Gabriel Attal a été Premier ministre en 2024. Or, en 2024, les dépenses publiques n’ont pas baissé. Selon l’Insee, elles ont augmenté de 4,0 % en euros courants par rapport à 2023. En part de PIB, elles sont également passées de 56,8 % à 57,0 %. Aussi, les chiffres de l’Insee montrent que Gabriel Attal ment. 

Il est vrai que Gabriel Attal a fait des économies : il a ainsi coupé des budgets dans l’écologie, à hauteur de 2,1 milliards. Ces coupes sont notamment responsables de l’impréparation de la France face aux canicules.

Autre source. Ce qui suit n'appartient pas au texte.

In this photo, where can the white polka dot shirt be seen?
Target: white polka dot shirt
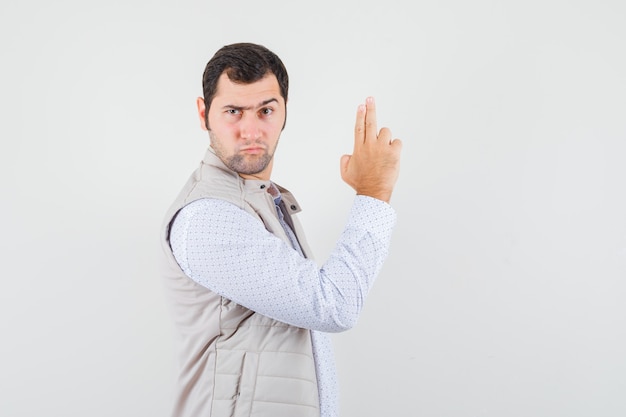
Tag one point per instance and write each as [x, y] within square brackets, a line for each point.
[225, 249]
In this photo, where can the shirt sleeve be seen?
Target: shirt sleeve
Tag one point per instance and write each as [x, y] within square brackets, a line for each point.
[225, 249]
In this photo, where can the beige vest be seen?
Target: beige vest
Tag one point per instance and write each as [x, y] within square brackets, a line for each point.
[233, 361]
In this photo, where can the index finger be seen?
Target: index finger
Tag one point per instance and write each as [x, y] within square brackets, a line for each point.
[371, 130]
[359, 128]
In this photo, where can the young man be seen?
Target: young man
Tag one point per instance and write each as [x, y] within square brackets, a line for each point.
[251, 309]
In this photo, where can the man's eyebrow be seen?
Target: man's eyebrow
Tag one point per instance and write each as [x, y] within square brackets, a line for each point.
[261, 104]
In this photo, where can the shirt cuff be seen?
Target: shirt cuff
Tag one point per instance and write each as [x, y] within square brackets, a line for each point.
[373, 215]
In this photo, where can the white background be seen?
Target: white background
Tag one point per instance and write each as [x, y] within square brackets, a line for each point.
[504, 293]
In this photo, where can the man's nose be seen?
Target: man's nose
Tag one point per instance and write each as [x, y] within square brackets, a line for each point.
[250, 127]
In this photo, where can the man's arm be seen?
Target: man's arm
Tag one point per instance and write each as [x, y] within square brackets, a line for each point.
[230, 252]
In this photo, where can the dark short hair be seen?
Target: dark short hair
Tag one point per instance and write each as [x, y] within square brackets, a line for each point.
[244, 63]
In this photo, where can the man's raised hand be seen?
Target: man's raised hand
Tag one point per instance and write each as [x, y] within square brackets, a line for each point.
[373, 167]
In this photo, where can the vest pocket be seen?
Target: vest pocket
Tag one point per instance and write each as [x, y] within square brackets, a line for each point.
[247, 385]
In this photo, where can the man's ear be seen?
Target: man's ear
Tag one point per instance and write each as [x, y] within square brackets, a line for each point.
[202, 113]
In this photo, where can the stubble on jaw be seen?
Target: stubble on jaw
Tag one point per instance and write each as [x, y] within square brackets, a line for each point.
[239, 163]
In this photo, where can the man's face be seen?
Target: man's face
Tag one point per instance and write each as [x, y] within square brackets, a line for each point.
[245, 122]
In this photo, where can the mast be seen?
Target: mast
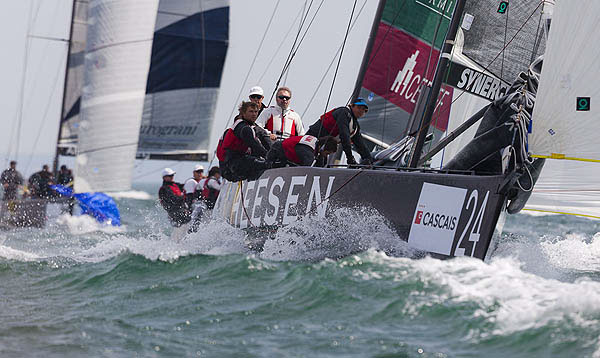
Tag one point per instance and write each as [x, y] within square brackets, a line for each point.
[62, 108]
[436, 85]
[368, 49]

Il a aussi fait de nombreuses autres dépenses : 1 milliard sur la recherche, 700 millions sur l’école, 700 millions sur l’urbanisme et le logement, 330 millions sur la justice, 50 millions dans la sécurité civile, ce qui a conduit à l’annulation de la commande de deux Canadairs. Il a aussi augmenté les impôts. De ce fait, les recettes de l’État n’ont jamais été aussi élevées. Mais elles sont utilisées en aides pour les entreprises, en particulier celles du CAC 40 : plus de 200 milliards d’euros par an !

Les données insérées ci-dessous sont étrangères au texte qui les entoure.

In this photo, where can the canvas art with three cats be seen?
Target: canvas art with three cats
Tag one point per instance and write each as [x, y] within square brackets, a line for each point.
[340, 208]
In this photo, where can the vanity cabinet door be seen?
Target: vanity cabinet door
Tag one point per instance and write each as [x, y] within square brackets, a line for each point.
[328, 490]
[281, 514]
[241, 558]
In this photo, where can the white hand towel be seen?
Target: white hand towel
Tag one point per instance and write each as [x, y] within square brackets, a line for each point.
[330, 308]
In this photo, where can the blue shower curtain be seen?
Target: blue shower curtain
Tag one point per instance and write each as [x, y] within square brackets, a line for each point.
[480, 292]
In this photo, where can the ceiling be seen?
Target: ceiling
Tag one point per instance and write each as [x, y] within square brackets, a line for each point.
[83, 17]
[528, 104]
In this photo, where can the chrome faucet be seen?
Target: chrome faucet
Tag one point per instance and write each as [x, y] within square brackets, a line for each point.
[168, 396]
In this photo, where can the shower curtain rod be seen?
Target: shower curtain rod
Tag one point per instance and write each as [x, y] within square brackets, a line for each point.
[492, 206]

En résumé, Gabriel Attal ment quand il affirme qu’il a fait baisser les dépenses de l’État : il les a au contraire augmentées en coupant des fonds aux services publics pour verser des milliards aux grands patrons du CAC 40.

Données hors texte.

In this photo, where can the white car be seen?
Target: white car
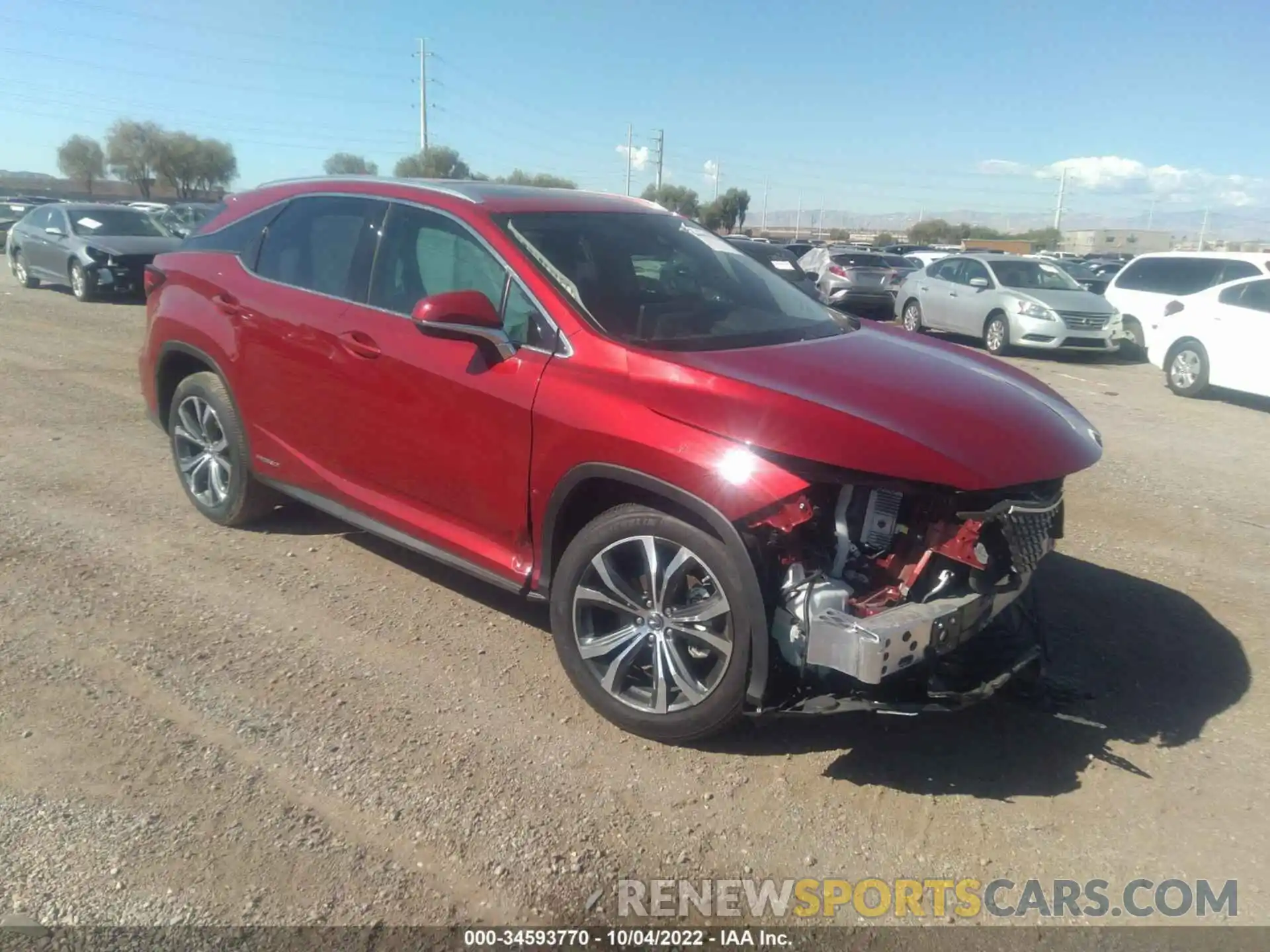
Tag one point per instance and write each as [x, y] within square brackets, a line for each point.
[1220, 337]
[927, 258]
[1143, 287]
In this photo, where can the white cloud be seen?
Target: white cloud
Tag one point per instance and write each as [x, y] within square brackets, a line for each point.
[1113, 175]
[639, 157]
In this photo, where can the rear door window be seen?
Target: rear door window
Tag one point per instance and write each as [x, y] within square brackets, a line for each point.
[1173, 276]
[1234, 270]
[323, 244]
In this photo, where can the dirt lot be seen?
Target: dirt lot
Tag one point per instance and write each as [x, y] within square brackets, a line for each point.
[304, 724]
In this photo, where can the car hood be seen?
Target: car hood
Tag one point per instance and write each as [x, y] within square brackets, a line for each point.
[128, 245]
[878, 400]
[1082, 301]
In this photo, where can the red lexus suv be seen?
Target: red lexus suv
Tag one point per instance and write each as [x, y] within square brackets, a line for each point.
[736, 499]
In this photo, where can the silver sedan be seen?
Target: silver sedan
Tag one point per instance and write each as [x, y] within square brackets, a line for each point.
[1007, 302]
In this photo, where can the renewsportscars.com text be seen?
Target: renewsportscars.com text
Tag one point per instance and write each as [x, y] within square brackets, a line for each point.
[927, 898]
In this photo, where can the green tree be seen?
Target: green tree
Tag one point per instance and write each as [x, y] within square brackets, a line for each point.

Mensonge 5 : « Par rapport à des décennies de désindustrialisation, on a changé les choses ».

Face à Manuel Bompard, Gabriel Attal a affirmé que la politique qu’il a menée et soutenue a amélioré la situation de l’industrie en France. Pourtant, de nombreux chiffres montrent que cette affirmation est fausse.

Lors de l’année 2024, durant laquelle Gabriel Attal était Premier ministre, plus de 107 usines ont fermé, et 66 000 entreprises – à 90% des TPE – ont mis la clef sous la porte. Plusieurs exemples montrent que cette politique s’est faite en parallèle d’un enrichissement des actionnaires de ces entreprises. Par exemple, le géant du pneumatique Michelin, après avoir laissé sur le carreau 1 254 personnes à Vannes et à Cholet, a ensuite versé à ses actionnaires des dividendes records de 1,47 milliard d’euros. De ce fait, on peut affirmer que la politique menée par Gabriel Attal a accompagné la suppression d’emplois dans l’industrie et le versement de dividendes massifs aux actionnaires. 

Le bilan global peut être qualifié de désastre économique. Ainsi, le déficit de la balance commerciale française se porte désormais à 81 milliards d’euros. Pourtant, si la politique industrielle de Gabriel Attal et ses alliés avait été un succès, ce chiffre aurait été largement réduit. 

En conclusion, Gabriel Attal ment en affirmant qu’il a changé la situation après des décennies de désindustrialisation. Au contraire, il a contribué à l’aggravation de la situation.